Tel qu'il se présente après cette phase franco-britannique, le projet porte sur un porte-avions à propulsion classique de l'ordre de 70 000 tonnes , d'une dimension très supérieure à celle du Charles de Gaulle (38 000 tonnes). La dimension du Charles de Gaulle avait volontairement été limitée pour des contraintes d'ordre industriel. L'augmentation du volume est sans incidence significative sur le coût global, mais elle apporte de nombreux avantages techniques ou opérationnels.

Selon les documents budgétaires, 209,5 millions d'euros avaient été engagés sur ce programme à la fin de l'année 2006 , et 122,8 millions d'euros payés. La loi de finances pour 2007 prévoyait 49,6 millions d'euros d'autorisations d'engagement et 68,3 millions d'euros de crédits de paiement.

Ces dotations correspondent notamment à la contribution française, de l'ordre de 140 millions d'euros, aux travaux de développement britanniques auxquels le ministère de la défense a pu en conséquence être associé. Elles couvrent également un contrat de 49,6 millions d'euros passé au printemps dernier pour l'acquisition de catapultes avec les Etats-Unis, seul pays à maîtriser cette technologie. La commande des catapultes par anticipation constitue une mesure conservatoire, nécessaire compte tenu des délais de réalisation. Le délai de résiliation prévu par le contrat permettrait de se retirer sans pénalités excessives si la réalisation du second porte-avions n'était pas confirmée en 2008.

Le projet de budget pour 2008 met en place une dotation de 3 milliards d'euros d'autorisations d'engagement, à titre de provision . Ce caractère provisionnel tient au fait que la décision de lancement de la réalisation du second porte-avions n'est pas arrêtée, et sera prise dans le cadre des arbitrages plus généraux liés à la prochaine loi de programmation. Il tient aussi aux travaux et discussions en cours sur le coût de réalisation.

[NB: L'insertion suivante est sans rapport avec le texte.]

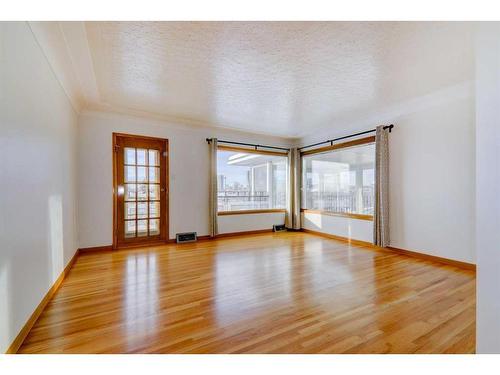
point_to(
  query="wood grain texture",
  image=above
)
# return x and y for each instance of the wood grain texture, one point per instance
(21, 336)
(288, 292)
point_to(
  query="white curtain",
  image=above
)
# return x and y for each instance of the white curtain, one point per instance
(213, 188)
(381, 212)
(292, 217)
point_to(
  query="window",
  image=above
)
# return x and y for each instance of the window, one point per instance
(250, 180)
(340, 181)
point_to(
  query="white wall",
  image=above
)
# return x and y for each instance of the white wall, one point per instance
(188, 162)
(432, 172)
(356, 229)
(487, 188)
(38, 234)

La provision de 3 milliards d'euros est considérée comme une enveloppe maximale pour la conception et la réalisation. L'objectif est d'obtenir une offre située sensiblement au dessous de ce montant, en incitant les industriels à tirer le meilleur bénéfice des synergies possible entre le programme britannique et un futur programme français, tant en ce qu concerne l'acquisition que le soutien du bâtiment.

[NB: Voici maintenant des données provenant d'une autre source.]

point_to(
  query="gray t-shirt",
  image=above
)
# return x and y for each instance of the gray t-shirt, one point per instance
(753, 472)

La question est donc désormais entièrement du ressort des autorités françaises. La décision devra mettre en balance les nécessités opérationnelles et les implications financières.

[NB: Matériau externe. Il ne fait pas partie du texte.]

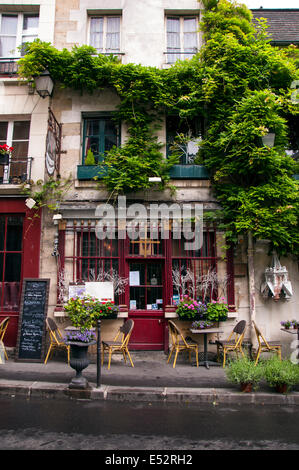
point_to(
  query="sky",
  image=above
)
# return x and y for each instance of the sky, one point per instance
(271, 3)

Sur le plan opérationnel , les avantages apportés par un second bâtiment en matière de permanence, à savoir la possibilité de se trouver dans des délais relativement brefs sur la zone des opérations, sont à mettre en rapport avec les solutions possibles en cas d'indisponibilité d'un porte-avions unique. Sur un théâtre lointain, le déploiement d'avions de combat suppose un pré-positionnement adapté ou l'engagement de négociations d'autorisations de stationnement avec un pays disposant d'un site adéquat, sans garantie de résultat et de délais.

Sur le plan financier , le programme pourrait représenter, s'il était lancé, une annuité moyenne de l'ordre de 500 millions d'euros sur la prochaine loi de programmation militaire. L'engagement de la dotation inscrite au projet de budget pour 2008 génèrerait ainsi des besoins de paiement dont on ne peut aujourd'hui pleinement mesurer les implications , en l'absence d'indication sur le niveau de ressources qui sera retenu à compter de 2009 en matière d'équipements militaires .

Votre rapporteur ne peut ici que reprendre les observations formulées par le président Serge Vinçon dans son rapport d'information de juillet dernier sur les équipements militaires : « la question du second porte-avions représente une bonne illustration de la problématique plus générale du niveau auquel la France souhaite fixer notre effort de défense. Dans le cadre du simple maintien des budgets actuels, le lancement du second porte-avions conduirait à affecter la réalisation d'autres programmes essentiels. Le lancement du projet, dans le cadre d'une coopération franco-britannique, mérite donc d'être lié à la mise en place de ressources supplémentaires ».